主観的かつ自己中心的な文章から、衝撃が大きかったことが推測できる。ただ現実から目を背けたい。その一心だったに違いない。彼が受けたダメージがどんなものか、あらかた想像がつかないわけでもない。
そのうえで僕は彼に言いたいのだ。お前は達観しているつもりでも、何一つ見えていない、井の中の蛙同然の存在なのだと。自分の過ちを視界の外に追いやって、自分の良い行いのみにスポットライトを当てるなど、ご都合主義にもほどがあると。彼女が悩んだ計り知れない時間を知ろうともせず、表面的な事実だけで被害者ヅラをするなと。
この偽善者に、そう現実を突きつけてやりたかった。
香織さんは、受験に時間を取られているうちに僕への気持ちが薄れてしまったからだと言った。僕自身も紆余曲折で情緒が不安定な受験期を過ごしてきたから分かる。
僕にとっては理由が必要だった。それが僕にとっては恋愛だと思っていた。だからこそ受験という大波の中で、恋愛という助け舟に乗ったのだ。結果的にそれが助け舟になったかどうかは分からない。だが、そうすることで受験を乗り越えられたことは間違いないのだ。
彼女にとっては理由は十分すぎたのだ。受験の疲れを恋愛で拭おうとしたにすぎないのだ。結果的に彼女にとって楽しい時間はあったと願いたい。しかしその反面、辛い時間も同じようにあっただろう。受験の疲れを恋愛で拭おうとしたはずが、受験の悩みを恋愛にまでも及ばせてしまった。
それだけではない。間違いなく恋愛の悩みも彼女の時間を奪った。受験に恋愛を介入させたことで、解決される悩みと、解決されない新たな悩みが生まれてしまっただろう。
そんななか、恋愛が自分のそばから少し難しい距離に離れてしまったのだ。そうなってしまったことで、彼女には恋愛を残しておく必要がなくなってしまったのだろう。
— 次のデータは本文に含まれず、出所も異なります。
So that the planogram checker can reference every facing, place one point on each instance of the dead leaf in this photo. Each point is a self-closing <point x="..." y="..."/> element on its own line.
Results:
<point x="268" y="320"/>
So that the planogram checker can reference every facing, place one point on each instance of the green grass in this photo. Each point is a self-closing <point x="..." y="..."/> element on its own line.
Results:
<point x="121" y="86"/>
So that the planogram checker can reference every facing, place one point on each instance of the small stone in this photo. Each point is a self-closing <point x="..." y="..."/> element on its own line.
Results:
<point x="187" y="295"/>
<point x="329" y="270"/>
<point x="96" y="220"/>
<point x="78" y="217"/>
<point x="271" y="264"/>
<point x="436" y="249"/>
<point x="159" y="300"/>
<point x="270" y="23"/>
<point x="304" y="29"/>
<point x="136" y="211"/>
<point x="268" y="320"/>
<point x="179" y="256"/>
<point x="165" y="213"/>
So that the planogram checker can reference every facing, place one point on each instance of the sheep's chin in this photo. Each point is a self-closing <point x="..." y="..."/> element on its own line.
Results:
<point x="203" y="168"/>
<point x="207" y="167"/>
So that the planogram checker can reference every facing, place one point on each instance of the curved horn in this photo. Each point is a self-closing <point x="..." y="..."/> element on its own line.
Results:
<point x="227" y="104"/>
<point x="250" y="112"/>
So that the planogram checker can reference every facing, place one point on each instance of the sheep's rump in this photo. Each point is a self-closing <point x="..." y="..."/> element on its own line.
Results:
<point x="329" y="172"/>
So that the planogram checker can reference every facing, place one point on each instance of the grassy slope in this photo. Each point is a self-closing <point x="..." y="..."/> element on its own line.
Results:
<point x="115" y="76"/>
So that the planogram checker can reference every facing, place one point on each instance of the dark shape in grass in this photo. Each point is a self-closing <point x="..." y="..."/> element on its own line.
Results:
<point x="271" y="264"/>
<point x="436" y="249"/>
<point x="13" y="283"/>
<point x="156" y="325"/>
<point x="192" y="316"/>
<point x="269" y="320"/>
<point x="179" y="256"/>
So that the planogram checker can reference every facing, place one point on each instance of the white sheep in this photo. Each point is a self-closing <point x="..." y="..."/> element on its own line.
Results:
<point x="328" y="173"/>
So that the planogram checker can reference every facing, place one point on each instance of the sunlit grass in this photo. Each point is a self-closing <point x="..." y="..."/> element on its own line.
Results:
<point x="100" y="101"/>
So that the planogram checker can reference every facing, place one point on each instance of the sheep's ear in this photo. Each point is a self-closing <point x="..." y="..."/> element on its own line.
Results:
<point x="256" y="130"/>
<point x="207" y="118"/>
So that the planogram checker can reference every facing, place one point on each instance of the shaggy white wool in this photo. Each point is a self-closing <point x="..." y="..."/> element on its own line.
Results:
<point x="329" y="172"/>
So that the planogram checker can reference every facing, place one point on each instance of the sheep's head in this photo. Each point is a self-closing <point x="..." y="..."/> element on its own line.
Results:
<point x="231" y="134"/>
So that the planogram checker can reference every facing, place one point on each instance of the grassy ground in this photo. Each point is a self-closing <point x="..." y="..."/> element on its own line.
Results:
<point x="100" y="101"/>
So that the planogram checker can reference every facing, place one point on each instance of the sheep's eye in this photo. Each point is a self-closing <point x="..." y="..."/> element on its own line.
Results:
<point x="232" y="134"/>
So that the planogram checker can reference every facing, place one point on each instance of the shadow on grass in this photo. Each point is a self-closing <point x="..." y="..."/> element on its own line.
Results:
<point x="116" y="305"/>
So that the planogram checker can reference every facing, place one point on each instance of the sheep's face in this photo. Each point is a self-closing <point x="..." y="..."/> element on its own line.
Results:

彼女が好きだったから彼女を擁護したいというわけではない。彼女にとって僕はただの邪魔でしかなくなったのだ。
それからの数日間は何も手につかなくなった。後々気づくことになるが、僕はかなり極度な恋愛体質なのである。
辛い気持ちを抱えきれないとき、すがれるのは梨子だけだった。梨子は優しく僕を慰めてくれた。
香織さんとは連絡を完全にとっていなかったわけではなく、普通に話していた。渡せなかった誕生日プレゼントを香織さんの家に送ることにした。しかし、それから一月も経たずに香織さんとの連絡は途絶えることとなる。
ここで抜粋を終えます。